Browser vs. DDE
Fry July 7, 2017
A good way to understand Dexter Development Environment at a high level
is to compare it to a web browser.
A browser is an application that displays content from the web or files on your computer.
The content can be dynamically generated based on user actions and underlying code that
computes the content to be displayed. The browser provides the runtime engine for running that code.
Major browsers also have tools for helping you debug that code,
though these are hidden from most users.
The Browser Mindset
In the browser mindset, most users are “content viewers”.
They are distinct from “content creators”. The idea is that most people want to read, but not write.
In the broad world, this is roughly true, though most people do at least a little writing
from time to time. None-the-less, while most Internet users know how to view content on the web,
they do not know how to author content. And most people that can author content,
only know how to write static text, not more complex, definitive data formats or programs
that can compute and generate content.
Because of the separation of readers from writers, different tools serve these
different classes of users. This makes sense. The readers don’t want their world
cluttered with tools they don’t need to use. But if a reader wants to become a writer,
the separation of tools makes it harder to transition from reader to writer.
You have to learn a new toolset.
There is literally a plethora (in the worst sense of the word) of tools to choose from
and learn how to use, to author web content. Typically they interact poorly with each
other as they were designed and implemented by separate teams that were only attempting
to solve part of the problems that writers face.
The DDE Mindset
DDE maintains the opposite mindset. There is no difference between readers and writers.
Every content viewer should (and will need to at some point) become a content creator.
DDE strives to make that transition as smooth as possible.
You can think of
DDE more like Microsoft Word than a browser. Yes you can read documents in it.
Yes you can even print documents using it. But the bulk of its functionality is to help
users author those documents.
Microsoft Word is for viewing, writing and printing text & graphic documents.
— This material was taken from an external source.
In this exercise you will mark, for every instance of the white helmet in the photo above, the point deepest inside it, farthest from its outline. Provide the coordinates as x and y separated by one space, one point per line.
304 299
DDE is for viewing, writing and “printing” 3D objects. Rather than control a
desktop inkjet 2D printer as MS Word does, DDE controls Dexter, a 5 axis robot arm
that is far more versatile than an inkjet printer because it can use many different
processes for making things.
Multi-Process Making
Conventional 3D printers use just one process, Fused Deposition Modeling (FDM)
for printing files in a ridged file format called “STL” that describes
3D dimensional surfaces using a set of many triangles. STL is transformed into layers
by an application called a “slicer”, and the printer prints each layer, one on top of another.
Dexter is fundamentally a motion platform that can, under program control,
pick up different tools (called “end effectors” in robotics) that perform different functions
at the location that the motion platform moves them to.
These end effectors can perform FDM, cutting with a laser, move parts
(pick and place) and a wide variety of other tasks. In fact, Dexter is designed to
accommodate end effectors we haven’t even thought of yet.
Who will? Dexter’s users. Through open source sharing, we promote the development
of end effectors. To control these end effectors that will do a myriad of tasks,
new processes need to be developed. Larger processes will be composed of different
kinds of smaller, narrower processes. Viewing, authoring, and operating these
processes is what DDE is for.
Browser Comparison Revisited
Despite all these differences with browsers, DDE does share a lot with them.
First, it manipulates the same information formats, HTML, CSS and JavaScript
that comprise web pages. Second it uses the underlying Chrome browser rendering,
and JavaScript runtime engines. You can even take advantage of Chrome’s debugging tools within DDE.
But DDE extends the browser by allowing programmatic access to the file system of your
local computer (a security restriction of browsers). It has access to other underlying
capabilities of a computer’s operating system (WindowsOS, MacOS and Linux) also
restricted due to security concerns in browsers. Additionally, DDE provides high level extensions
to JavaScript to help users author and run processes on Dexter.
(These are called
Jobs). DDE includes programmatic low level access to Dexter itself.
Finally, DDE contains an extensive help system to make it easy for users to become,
not just content viewers, but content creators.